Nous devons honorer (dit le grand saint Bernard) de toutes les plus intimes affections de notre cœur la très sainte Vierge Marie, parce que tel est le bon plaisir de Celui qui a voulu que, par l’entremise de cette incomparable Vierge, nous eussions toutes sortes de faveurs et de grâces. Ce n’est donc pas une invention de l’esprit humain, ni une production des sentiments de quelque dévotion particulière, mais un ordre établi par la volonté de Dieu, que nous rendions un honneur très spécial à celle qu’il a voulu lui-même honorer jusqu’à ce point, que de la choisir pour être la mère de son propre Fils, et pour recevoir ensuite de ce divin Fils les devoirs d’une vraie et parfaite sujétion et obéissance.

Toute l’Église a toujours reconnu cette vérité, et a donné en tous les siècles des témoignages de son respect et de sa dévotion envers la très sainte Mère de Dieu, par la célébration de ses fêtes, par la vénération de ses images, par les prières solennelles qu’elle lui a toujours offertes, et qu’elle continue de lui offrir tous les jours, par les hymnes et cantiques qu’elle chante à sa louange, et par tous les autres moyens que le Saint-Esprit lui a suggérés.
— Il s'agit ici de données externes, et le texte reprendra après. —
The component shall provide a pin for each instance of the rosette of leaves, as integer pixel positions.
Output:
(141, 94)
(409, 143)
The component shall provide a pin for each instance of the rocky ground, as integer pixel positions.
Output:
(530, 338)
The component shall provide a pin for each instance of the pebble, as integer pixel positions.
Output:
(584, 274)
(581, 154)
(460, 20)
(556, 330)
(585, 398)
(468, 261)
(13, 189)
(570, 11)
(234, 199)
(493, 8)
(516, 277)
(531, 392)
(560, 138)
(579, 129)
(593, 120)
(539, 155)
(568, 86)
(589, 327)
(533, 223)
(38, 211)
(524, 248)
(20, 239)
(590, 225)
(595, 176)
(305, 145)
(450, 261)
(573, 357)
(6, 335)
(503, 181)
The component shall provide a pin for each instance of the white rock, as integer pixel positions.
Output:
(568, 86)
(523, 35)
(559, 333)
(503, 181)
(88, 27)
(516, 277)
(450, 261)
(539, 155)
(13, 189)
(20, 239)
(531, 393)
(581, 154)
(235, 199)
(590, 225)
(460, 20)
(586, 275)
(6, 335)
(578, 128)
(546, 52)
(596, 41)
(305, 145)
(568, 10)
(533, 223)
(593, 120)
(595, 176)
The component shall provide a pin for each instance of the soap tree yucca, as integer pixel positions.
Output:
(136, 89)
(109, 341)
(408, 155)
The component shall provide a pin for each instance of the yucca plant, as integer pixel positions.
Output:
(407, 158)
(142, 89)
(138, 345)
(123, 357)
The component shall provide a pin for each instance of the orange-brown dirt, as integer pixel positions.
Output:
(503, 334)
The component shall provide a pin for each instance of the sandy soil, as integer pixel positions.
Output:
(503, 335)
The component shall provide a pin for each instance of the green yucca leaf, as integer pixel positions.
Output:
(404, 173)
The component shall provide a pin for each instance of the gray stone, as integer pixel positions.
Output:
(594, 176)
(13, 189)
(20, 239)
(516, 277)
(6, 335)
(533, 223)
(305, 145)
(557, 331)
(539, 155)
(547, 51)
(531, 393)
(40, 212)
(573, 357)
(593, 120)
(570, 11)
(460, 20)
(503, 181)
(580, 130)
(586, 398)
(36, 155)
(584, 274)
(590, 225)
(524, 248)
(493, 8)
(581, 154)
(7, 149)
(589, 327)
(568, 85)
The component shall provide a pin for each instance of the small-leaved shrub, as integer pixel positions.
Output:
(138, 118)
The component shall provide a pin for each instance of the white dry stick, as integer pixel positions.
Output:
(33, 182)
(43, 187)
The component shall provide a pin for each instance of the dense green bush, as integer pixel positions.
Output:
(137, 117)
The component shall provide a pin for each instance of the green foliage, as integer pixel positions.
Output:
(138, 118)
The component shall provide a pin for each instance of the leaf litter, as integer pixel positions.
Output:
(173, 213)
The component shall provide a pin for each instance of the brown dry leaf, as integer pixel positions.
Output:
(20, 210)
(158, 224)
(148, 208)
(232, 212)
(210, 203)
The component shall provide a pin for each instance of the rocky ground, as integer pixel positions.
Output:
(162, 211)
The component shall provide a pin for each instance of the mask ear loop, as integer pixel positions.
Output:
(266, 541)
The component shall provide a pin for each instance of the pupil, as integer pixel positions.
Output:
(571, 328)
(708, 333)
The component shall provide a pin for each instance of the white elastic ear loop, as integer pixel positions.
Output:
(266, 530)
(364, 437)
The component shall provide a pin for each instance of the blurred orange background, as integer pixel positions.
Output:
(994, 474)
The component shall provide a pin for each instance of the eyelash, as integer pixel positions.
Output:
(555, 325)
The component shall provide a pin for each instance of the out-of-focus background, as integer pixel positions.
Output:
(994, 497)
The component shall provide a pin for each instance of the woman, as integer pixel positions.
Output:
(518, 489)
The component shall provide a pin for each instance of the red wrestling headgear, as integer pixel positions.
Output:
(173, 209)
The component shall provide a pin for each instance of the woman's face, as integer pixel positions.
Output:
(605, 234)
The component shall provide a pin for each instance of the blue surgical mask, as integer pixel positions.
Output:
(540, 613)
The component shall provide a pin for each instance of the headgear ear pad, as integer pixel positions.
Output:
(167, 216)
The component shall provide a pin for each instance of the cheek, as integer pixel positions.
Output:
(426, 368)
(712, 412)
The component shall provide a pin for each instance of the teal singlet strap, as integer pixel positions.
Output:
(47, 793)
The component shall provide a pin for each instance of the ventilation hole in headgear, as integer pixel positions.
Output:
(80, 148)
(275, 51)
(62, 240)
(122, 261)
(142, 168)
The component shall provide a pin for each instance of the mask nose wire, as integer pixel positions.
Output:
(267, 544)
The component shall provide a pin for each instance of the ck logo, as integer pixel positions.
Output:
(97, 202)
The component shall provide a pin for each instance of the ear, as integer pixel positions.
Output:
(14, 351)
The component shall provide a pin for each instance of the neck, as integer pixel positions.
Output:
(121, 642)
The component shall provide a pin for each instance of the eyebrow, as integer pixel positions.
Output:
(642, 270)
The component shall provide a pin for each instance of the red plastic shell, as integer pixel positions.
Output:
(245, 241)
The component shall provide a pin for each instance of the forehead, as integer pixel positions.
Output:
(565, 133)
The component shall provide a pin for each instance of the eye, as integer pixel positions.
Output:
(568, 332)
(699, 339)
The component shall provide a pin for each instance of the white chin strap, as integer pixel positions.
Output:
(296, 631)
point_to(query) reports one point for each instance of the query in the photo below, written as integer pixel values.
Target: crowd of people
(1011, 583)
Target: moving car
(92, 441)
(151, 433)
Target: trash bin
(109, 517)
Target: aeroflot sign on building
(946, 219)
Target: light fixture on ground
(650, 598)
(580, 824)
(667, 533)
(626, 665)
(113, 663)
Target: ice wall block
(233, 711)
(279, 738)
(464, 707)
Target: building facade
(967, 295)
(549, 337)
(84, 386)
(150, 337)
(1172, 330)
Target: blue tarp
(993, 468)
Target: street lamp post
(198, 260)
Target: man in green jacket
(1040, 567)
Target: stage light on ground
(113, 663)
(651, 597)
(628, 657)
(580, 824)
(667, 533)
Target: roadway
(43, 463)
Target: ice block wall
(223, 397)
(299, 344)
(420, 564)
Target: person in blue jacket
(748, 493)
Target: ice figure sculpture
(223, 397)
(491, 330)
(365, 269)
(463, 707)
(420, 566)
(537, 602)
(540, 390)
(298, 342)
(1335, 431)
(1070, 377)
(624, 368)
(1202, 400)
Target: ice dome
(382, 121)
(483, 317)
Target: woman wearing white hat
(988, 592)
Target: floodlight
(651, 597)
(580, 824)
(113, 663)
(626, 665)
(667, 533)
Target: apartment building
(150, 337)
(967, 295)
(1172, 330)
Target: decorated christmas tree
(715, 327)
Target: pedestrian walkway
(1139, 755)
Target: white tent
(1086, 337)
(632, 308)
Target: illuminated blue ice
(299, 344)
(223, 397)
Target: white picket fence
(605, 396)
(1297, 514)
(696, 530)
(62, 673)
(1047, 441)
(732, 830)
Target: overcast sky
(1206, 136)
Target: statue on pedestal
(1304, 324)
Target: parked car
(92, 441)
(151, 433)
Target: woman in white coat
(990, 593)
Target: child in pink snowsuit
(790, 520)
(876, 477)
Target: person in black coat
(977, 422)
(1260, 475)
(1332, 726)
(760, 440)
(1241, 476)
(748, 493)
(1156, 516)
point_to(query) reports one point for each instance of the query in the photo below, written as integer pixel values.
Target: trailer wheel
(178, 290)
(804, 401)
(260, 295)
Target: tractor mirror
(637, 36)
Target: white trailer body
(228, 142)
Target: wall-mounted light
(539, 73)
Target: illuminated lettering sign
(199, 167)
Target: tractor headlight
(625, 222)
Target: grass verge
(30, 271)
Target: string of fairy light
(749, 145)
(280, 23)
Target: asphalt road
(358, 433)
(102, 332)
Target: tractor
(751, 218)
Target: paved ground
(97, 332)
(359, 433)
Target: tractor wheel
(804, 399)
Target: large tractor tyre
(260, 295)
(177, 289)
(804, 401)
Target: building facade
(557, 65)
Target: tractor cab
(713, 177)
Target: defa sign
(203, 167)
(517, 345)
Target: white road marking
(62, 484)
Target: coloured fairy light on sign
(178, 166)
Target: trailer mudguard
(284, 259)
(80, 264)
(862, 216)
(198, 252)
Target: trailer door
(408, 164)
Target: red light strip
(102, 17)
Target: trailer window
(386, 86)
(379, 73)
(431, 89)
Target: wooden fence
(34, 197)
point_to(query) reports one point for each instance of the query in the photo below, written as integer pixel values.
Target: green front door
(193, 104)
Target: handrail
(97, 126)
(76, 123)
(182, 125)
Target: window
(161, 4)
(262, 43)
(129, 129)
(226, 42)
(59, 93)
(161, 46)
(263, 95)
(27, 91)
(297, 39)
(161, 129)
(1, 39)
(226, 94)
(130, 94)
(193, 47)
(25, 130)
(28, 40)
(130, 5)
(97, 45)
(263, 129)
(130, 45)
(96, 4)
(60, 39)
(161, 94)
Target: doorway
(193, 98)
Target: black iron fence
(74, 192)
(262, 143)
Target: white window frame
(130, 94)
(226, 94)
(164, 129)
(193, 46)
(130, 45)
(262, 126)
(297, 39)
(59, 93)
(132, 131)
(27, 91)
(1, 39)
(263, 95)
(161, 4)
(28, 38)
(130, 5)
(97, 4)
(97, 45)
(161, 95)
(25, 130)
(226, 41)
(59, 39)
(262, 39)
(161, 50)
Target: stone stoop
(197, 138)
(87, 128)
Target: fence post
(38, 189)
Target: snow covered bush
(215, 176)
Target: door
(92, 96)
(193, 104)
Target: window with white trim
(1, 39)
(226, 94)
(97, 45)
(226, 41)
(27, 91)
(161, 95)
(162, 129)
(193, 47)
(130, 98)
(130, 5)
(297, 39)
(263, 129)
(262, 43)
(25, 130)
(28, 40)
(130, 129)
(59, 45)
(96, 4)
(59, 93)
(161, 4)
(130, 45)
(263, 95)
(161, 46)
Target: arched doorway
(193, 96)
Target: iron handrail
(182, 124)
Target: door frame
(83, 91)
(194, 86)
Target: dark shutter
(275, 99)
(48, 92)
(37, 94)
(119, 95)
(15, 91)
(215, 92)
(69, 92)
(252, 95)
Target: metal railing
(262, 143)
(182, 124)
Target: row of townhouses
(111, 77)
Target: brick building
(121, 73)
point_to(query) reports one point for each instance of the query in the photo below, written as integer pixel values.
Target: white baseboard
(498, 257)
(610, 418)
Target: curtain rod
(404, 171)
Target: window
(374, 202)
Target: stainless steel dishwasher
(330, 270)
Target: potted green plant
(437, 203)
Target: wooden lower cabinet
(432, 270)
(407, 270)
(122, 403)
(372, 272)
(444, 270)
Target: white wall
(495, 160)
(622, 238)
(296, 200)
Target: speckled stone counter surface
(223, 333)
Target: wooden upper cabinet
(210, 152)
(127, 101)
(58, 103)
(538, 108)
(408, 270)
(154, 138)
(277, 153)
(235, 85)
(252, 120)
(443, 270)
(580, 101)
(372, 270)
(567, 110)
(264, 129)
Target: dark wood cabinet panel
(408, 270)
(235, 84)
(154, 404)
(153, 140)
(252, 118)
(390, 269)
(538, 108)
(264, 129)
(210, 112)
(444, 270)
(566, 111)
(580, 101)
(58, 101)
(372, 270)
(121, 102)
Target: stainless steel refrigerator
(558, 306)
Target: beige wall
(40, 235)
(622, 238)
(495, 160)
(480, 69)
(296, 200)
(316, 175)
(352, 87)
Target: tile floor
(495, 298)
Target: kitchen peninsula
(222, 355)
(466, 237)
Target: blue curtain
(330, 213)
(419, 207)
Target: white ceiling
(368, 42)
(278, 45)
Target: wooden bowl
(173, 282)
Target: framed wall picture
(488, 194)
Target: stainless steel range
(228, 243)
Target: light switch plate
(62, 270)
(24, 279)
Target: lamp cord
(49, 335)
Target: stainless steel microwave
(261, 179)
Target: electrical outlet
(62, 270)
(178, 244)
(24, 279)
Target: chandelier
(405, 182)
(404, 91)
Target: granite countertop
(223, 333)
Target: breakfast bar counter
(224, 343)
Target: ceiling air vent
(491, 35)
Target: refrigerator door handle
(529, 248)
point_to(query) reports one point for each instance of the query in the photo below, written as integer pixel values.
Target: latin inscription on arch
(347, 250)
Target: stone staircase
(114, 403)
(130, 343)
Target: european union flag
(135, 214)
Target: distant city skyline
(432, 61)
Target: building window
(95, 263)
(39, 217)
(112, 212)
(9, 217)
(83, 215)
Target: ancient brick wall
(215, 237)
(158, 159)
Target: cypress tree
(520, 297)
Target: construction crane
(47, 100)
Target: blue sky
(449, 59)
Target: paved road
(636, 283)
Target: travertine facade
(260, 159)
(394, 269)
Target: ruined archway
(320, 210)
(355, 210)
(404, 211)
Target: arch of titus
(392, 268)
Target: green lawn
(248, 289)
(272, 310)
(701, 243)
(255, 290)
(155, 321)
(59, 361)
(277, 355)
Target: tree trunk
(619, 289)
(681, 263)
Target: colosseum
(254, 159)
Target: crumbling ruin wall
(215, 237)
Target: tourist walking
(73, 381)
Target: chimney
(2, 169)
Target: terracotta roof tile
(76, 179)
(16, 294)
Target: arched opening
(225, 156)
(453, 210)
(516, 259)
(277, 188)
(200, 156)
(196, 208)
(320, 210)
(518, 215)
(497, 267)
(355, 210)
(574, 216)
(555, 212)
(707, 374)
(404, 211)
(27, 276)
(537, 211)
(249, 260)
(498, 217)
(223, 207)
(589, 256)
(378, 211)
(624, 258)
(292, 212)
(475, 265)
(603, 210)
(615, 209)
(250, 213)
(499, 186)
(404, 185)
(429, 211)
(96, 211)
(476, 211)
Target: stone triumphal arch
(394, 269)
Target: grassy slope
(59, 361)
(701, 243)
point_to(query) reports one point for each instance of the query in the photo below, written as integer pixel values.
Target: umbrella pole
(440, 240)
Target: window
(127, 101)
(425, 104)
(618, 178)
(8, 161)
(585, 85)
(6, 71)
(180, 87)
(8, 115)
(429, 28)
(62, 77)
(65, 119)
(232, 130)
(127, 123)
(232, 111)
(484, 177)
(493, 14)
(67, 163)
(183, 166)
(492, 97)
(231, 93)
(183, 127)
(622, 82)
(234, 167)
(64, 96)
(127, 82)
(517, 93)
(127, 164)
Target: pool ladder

Pour cet effet, tous les plus grands saints sont entrés dans ces mêmes sentiments d’une vénération et dévotion toute particulière envers cette reine des anges et des hommes; et par conséquent, il y a grande raison de croire que M. Vincent, qui avait une telle affection de se conformer à toutes les volontés de Dieu, et de suivre fidèlement la conduite de son Eglise et les exemples des saints, se sera dignement acquitté de tous les devoirs de dévotion et de piété envers cette très sainte Mère de Dieu. Aussi en a-t-il donné des preuves, et laisse des marques très considérables.

Car en premier lieu, parmi les règlements qu’il a donnés à sa Congrégation, il a mis celui-ci comme l’un des principaux, et dont il recommandait fort particulièrement l’observance aux siens: «Nous tâcherons, leur dit-il, tous et un chacun, de nous acquitter parfaitement, Dieu aidant, du culte particulier que nous devons à la très sainte et très heureuse Vierge Marie, Mère de Dieu: 1° en rendant tous les jours, et avec une dévotion particulière, quelques services à cette très digne Mère de Dieu, notre très pieuse dame et maîtresse; 2° en imitant autant que nous le pourrons ses vertus, et particulièrement son humilité et sa pureté; 3° en exhortant ardemment les autres, toutes les fois que nous en aurons la commodité et le pouvoir, à ce qu’ils lui rendent toujours un grand honneur et le service qu’elle mérite. »

Il a toujours recommandé et conseillé à un chacun d’avoir une spéciale dévotion à cette Reine du ciel; mais il l’a autant persuadé par son exemple que par ses paroles. Il jeûnait exactement les veilles de ses fêtes, et se préparait à les célébrer par plusieurs autres mortifications et bonnes œuvres; et par son exemple, il a introduit cette sainte pratique parmi les siens. Il ne manquait pas d’officier solennellement les jours de ses fêtes; et il le faisait avec de tels sentiments de dévotion, que l’on pouvait aisément connaître quel était son cœur à l’égard de cette très sainte Vierge; il avait aussi une dévotion particulière de célébrer la sainte Messe dans ses chapelles, et aux autels qui étaient dédiés en son honneur.

Comme il faisait l’ouverture des conférences et des assemblées où il se trouvait, par l’invocation du Saint-Esprit, il les terminait aussi toujours par quelque antienne et oraison en l’honneur de cette très sainte Mère de Dieu.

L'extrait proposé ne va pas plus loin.